Additionally, the draining mechanism 70 has many elements, resulting in high cost and complicated structure. On the other hand, assembly and disassembly is inconvenient, so maintenance is difficult.
A pressure vessel overcoming the above deficiencies is desired.
Accordingly, an object of the present invention is to provide a pressure vessel which instantly drains a large number of water for washing a toilet bowl, and separates and adjusts water to promote washing effect.
Another object of the present invention is to provide a pressure vessel which is conveniently actuated.
A further object of the present invention is to provide a pressure vessel which has simple structure and is easily assembled/disassembled.
The pressure vessel of the present invention comprises a tank portion for preserving water. An outlet is defined at a bottom of the tank portion. A through hole is defined at a top of the tank portion and corresponding to the outlet for mounting a drain mechanism thereon.
The drain mechanism includes a hollow pipe with a top fixed on the through hole of the tank portion. A separating plate extends horizontally from an inner side and near a top of the hollow pipe. An actuator is assembled on a top of the separating plate for manual operation and has a first resilient element mounted therein. At least a pivot element pivotably connects with the actuator and is mounted between the separating plate and the actuator. Each pivot element forms an anchor at a lower end thereof.
A pole extends longitudinally through an interior of the hollow pipe. The pole forms a flange at a top thereof, and defines at least a groove near the flange for latching the anchors. A drain tube is mounted on a bottom of the pole by screw. A top projection is formed near a top of the drain tube. A plurality of drain holes is defined in the bottom of the drain tube.
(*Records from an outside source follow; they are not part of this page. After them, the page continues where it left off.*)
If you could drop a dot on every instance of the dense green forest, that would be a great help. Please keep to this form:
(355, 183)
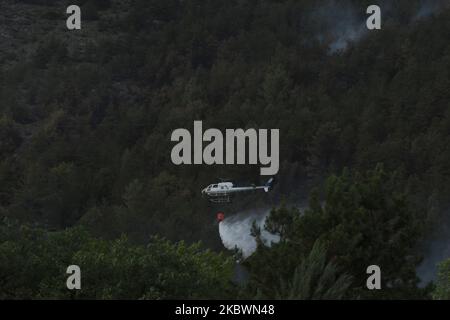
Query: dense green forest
(85, 124)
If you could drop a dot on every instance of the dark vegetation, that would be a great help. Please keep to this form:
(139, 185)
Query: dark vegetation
(85, 123)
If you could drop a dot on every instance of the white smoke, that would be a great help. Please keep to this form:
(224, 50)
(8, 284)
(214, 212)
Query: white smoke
(235, 231)
(339, 23)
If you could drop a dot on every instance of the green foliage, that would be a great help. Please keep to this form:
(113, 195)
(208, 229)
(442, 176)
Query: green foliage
(363, 220)
(315, 279)
(86, 117)
(33, 265)
(442, 290)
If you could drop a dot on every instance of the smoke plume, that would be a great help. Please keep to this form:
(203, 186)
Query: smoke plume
(235, 231)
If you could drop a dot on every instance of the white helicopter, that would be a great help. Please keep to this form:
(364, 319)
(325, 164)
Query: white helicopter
(223, 191)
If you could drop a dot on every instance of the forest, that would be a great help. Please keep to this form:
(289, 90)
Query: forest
(86, 118)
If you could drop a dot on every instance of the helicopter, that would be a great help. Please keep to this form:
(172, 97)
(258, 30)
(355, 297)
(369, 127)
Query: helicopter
(223, 192)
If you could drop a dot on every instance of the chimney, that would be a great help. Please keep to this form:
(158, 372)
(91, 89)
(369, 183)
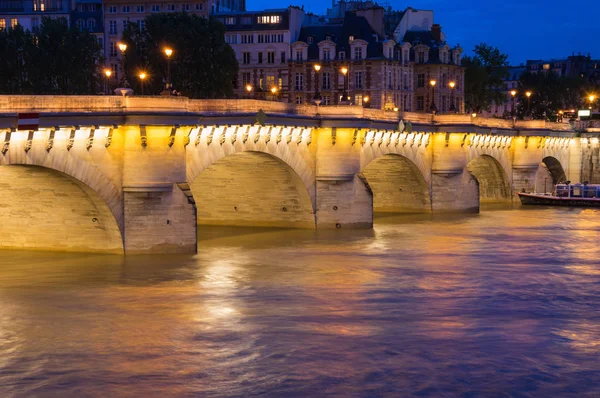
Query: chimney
(436, 32)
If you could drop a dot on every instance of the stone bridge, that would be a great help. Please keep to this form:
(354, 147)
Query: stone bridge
(138, 174)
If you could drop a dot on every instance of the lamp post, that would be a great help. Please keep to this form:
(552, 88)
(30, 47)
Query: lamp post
(344, 71)
(513, 94)
(123, 48)
(142, 77)
(168, 53)
(317, 94)
(274, 92)
(108, 74)
(452, 85)
(432, 108)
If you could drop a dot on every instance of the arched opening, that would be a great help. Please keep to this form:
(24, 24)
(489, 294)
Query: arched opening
(45, 209)
(491, 178)
(252, 189)
(398, 185)
(550, 172)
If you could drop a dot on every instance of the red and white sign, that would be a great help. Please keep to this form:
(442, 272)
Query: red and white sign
(28, 121)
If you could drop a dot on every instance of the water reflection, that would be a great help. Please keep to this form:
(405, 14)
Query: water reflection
(504, 303)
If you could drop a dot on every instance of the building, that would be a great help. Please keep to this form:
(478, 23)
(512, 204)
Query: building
(261, 41)
(375, 73)
(438, 75)
(29, 13)
(119, 13)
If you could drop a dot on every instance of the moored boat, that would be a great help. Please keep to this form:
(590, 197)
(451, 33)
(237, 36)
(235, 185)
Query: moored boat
(574, 195)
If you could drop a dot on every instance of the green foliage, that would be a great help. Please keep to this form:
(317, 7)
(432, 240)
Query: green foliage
(202, 64)
(485, 72)
(56, 60)
(550, 93)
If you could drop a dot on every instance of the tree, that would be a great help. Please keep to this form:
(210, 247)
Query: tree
(485, 72)
(203, 65)
(55, 60)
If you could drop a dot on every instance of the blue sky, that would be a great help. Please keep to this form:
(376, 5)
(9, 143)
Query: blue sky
(526, 29)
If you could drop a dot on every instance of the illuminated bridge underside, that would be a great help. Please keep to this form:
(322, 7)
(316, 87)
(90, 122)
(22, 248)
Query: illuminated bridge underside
(252, 189)
(44, 209)
(397, 185)
(138, 175)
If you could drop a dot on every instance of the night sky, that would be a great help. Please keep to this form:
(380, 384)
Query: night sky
(525, 29)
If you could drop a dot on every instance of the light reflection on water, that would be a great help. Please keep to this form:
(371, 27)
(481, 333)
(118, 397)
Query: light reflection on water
(505, 303)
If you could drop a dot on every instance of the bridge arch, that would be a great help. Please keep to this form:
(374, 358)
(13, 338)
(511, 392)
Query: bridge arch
(46, 209)
(398, 185)
(494, 185)
(252, 188)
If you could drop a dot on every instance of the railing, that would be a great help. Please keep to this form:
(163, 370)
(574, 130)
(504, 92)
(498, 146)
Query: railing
(114, 104)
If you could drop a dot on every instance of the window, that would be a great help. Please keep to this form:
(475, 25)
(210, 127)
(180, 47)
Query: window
(358, 99)
(246, 79)
(357, 53)
(420, 103)
(357, 80)
(299, 81)
(264, 19)
(113, 49)
(326, 80)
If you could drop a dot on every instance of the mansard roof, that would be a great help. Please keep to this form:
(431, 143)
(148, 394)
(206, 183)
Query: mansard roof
(340, 33)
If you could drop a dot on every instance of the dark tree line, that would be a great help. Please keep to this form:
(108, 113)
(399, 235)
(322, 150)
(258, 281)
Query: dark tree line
(57, 59)
(203, 65)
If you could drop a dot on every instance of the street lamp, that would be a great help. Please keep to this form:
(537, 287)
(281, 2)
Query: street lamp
(123, 48)
(142, 77)
(432, 108)
(108, 74)
(317, 94)
(168, 53)
(513, 94)
(528, 94)
(274, 92)
(345, 96)
(452, 85)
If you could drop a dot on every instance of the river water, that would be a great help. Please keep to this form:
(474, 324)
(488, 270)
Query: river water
(500, 304)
A tapered projection is formed at substantially a middle of the drain tube for abutting against the tank portion thereby closing the outlet.
A resisting ring is mounted on the top projection and forms a crinkle portion on a center thereof. The resisting ring has an outer rim fixedly retained between a lower portion of the hollow pipe and a lock cover of the top projection. A biasing ring is mounted on a top of the drain tube by screw and presses against an inner rim of the resisting ring.
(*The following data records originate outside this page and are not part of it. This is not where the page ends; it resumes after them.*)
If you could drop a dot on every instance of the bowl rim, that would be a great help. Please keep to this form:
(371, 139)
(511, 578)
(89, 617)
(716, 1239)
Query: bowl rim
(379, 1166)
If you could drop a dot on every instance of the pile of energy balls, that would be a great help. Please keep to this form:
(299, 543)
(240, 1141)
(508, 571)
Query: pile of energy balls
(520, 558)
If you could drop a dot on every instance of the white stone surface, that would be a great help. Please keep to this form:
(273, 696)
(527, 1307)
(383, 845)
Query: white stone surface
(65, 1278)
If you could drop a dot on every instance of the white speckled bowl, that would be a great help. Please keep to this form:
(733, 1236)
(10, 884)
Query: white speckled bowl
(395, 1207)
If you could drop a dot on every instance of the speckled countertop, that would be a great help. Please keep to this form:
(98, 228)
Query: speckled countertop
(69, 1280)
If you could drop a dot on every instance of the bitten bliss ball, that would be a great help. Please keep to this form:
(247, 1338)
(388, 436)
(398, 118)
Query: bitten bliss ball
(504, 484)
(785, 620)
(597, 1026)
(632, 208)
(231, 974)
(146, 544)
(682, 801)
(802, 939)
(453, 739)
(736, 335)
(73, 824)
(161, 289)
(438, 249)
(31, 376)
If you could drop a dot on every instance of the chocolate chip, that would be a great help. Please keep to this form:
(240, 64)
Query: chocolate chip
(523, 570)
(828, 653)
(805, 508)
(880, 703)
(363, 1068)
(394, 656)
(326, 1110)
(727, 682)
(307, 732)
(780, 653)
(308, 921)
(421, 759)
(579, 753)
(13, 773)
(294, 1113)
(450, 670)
The feed mechanism has a housing and a piston movable in the housing. The piston forms an upper block with relatively large width and a lower block with relatively small width, which fit with an inner surface of the housing, respectively. A cavity is defined among the upper block, the lower block and the housing. A second resilient element surrounds the lower block and is accommodated in the cavity. In normal state, the second resilient element has a top abutting against a bottom of the upper block, and a bottom abutting against the housing.
A fastening element is mounted on a top of the housing by screw and defines an air hole substantially in a center thereof. An air room is defined between the fastening element and the upper block and communicates with the air hole. An air tube connects with the air aperture and the air hole for guiding compressed air in the tank portion into the air room.
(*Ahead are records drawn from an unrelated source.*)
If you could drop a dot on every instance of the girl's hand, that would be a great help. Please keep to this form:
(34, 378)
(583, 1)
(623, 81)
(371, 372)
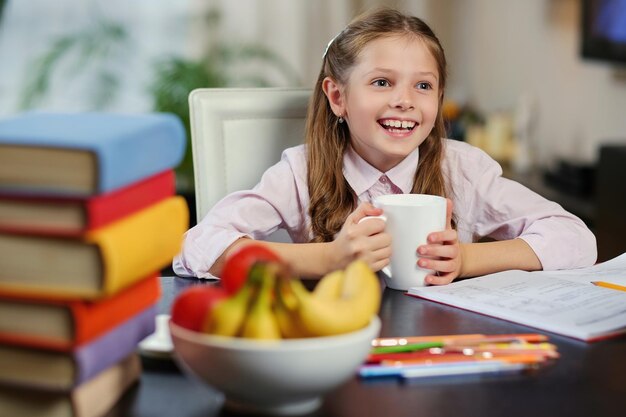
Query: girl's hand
(365, 240)
(442, 253)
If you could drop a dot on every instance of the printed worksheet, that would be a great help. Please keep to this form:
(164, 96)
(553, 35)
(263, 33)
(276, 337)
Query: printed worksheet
(563, 302)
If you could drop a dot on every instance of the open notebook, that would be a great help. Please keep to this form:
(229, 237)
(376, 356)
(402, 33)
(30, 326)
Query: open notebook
(563, 302)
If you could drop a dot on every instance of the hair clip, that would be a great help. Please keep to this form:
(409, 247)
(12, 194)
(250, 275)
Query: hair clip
(331, 42)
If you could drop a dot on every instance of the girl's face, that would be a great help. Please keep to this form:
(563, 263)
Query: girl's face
(391, 99)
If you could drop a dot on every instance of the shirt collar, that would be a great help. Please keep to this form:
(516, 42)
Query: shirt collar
(362, 176)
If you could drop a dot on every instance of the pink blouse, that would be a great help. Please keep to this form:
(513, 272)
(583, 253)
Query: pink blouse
(485, 204)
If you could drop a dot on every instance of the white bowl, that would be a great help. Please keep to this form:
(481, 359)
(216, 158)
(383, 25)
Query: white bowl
(273, 377)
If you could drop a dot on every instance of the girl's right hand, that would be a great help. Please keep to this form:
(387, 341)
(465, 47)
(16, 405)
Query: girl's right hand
(365, 240)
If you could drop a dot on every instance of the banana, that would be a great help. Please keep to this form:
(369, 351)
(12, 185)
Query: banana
(286, 311)
(228, 316)
(261, 322)
(329, 287)
(358, 301)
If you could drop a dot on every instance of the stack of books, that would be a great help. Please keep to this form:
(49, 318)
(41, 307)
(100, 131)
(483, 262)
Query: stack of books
(88, 218)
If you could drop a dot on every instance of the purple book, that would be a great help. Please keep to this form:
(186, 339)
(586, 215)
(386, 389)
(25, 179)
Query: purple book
(57, 371)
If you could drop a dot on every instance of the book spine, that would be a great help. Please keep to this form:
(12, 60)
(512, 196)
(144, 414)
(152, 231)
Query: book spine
(106, 208)
(157, 145)
(114, 345)
(142, 243)
(93, 319)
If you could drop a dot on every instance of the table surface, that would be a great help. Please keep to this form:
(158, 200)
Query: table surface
(587, 380)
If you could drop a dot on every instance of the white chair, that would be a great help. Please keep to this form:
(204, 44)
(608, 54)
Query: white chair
(236, 134)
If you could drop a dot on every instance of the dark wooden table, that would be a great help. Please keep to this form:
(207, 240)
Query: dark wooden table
(588, 380)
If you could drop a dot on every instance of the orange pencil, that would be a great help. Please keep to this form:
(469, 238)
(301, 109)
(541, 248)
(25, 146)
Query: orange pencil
(465, 339)
(609, 285)
(525, 359)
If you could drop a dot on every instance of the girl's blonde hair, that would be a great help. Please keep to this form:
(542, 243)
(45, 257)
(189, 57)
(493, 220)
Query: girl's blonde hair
(332, 199)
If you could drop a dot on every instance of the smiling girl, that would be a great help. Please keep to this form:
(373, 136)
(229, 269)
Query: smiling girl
(374, 126)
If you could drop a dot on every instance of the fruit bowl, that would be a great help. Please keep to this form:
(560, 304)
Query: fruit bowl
(281, 377)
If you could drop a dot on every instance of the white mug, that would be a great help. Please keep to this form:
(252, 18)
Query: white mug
(409, 219)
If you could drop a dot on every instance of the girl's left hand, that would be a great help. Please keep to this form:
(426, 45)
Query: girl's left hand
(442, 253)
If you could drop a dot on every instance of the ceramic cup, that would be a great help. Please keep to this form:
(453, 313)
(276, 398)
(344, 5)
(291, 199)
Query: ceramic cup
(409, 219)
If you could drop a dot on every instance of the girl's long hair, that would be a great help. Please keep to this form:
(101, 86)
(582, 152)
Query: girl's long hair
(332, 199)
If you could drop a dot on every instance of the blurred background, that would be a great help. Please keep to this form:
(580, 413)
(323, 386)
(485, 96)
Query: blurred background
(539, 84)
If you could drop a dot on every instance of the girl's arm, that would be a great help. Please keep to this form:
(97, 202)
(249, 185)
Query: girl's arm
(365, 240)
(489, 257)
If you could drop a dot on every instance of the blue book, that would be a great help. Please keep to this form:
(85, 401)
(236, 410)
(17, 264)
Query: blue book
(86, 154)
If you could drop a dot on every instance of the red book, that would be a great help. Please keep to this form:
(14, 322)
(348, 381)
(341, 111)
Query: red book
(66, 325)
(71, 216)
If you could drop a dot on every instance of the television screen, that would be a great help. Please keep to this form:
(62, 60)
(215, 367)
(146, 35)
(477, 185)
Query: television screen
(604, 30)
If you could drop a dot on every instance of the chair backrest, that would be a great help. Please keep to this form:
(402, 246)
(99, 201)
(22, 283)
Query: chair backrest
(237, 133)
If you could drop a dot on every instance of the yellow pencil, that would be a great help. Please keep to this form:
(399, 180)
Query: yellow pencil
(609, 285)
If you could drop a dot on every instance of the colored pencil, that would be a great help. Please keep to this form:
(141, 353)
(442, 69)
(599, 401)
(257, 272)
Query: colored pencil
(609, 285)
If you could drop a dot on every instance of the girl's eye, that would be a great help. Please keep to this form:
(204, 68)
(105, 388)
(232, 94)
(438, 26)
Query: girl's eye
(424, 86)
(380, 83)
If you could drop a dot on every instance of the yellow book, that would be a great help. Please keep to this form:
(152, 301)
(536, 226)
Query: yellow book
(99, 263)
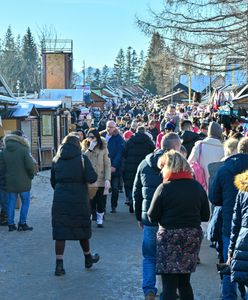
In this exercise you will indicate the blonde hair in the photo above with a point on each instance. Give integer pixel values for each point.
(230, 146)
(173, 162)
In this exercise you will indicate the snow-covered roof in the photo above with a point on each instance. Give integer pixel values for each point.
(77, 95)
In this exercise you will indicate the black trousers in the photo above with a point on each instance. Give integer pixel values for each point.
(173, 282)
(115, 180)
(98, 203)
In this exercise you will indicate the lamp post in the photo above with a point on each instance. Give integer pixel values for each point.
(210, 75)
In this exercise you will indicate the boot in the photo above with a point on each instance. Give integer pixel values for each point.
(59, 271)
(24, 227)
(99, 219)
(12, 227)
(91, 259)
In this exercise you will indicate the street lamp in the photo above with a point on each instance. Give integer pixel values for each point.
(210, 75)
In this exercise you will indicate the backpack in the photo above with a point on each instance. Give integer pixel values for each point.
(198, 171)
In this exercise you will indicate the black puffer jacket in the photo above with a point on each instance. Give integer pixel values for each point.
(239, 236)
(70, 209)
(189, 138)
(135, 151)
(147, 179)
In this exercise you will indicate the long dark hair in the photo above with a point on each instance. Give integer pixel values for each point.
(96, 134)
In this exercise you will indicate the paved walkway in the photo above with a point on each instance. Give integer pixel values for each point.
(27, 259)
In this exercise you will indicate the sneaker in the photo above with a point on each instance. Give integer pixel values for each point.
(91, 259)
(12, 227)
(150, 296)
(24, 227)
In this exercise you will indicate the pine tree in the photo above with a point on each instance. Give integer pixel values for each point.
(128, 73)
(119, 68)
(30, 68)
(147, 78)
(97, 79)
(9, 67)
(134, 67)
(105, 75)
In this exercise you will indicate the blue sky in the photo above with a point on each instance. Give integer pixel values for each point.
(98, 28)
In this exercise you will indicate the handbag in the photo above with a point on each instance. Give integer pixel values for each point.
(198, 170)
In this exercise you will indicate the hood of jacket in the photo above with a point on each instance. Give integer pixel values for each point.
(13, 142)
(241, 182)
(189, 136)
(152, 159)
(139, 138)
(68, 151)
(236, 163)
(85, 144)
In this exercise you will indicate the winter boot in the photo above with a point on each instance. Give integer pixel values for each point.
(59, 271)
(24, 227)
(91, 259)
(99, 219)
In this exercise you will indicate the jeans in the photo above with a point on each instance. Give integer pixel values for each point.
(149, 259)
(229, 289)
(12, 198)
(115, 180)
(3, 202)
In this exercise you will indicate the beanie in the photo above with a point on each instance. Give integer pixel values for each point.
(127, 134)
(215, 131)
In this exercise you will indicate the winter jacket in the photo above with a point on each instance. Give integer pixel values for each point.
(147, 179)
(115, 148)
(136, 149)
(18, 163)
(179, 203)
(100, 162)
(70, 209)
(223, 192)
(212, 150)
(189, 138)
(239, 235)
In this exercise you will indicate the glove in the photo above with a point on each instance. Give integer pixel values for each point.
(107, 184)
(92, 145)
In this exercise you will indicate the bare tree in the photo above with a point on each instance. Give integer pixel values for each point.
(198, 30)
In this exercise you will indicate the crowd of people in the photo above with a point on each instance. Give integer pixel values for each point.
(179, 166)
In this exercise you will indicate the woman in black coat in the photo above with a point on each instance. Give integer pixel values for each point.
(178, 205)
(70, 173)
(238, 247)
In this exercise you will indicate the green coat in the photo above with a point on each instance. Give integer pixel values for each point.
(17, 163)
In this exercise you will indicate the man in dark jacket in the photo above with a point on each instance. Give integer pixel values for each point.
(19, 171)
(223, 193)
(115, 148)
(188, 136)
(136, 149)
(147, 179)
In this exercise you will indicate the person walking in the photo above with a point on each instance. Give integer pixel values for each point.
(115, 148)
(19, 167)
(70, 173)
(238, 247)
(95, 148)
(179, 205)
(147, 179)
(136, 149)
(223, 193)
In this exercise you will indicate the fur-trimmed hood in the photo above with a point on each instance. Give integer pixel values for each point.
(241, 181)
(13, 141)
(85, 144)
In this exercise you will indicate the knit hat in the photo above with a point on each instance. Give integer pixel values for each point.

The tank portion forms a tapered rim at a center of a bottom thereof for bordering the outlet. The tapered projection of the drain tube forms a tapered surface abutting against the tapered rim thereby closing the outlet.
A cross portion is formed at a bottom of the drain tube for separating and adjusting water.
The housing further has an entering portion extending from a bottom thereof for transferring water into the tank portion. An outer tapered surface is formed on a bottom of the lower block for abutting against an inner tapered surface of the entering portion thereby controlling water flow.
The first and the second resilient elements are springs.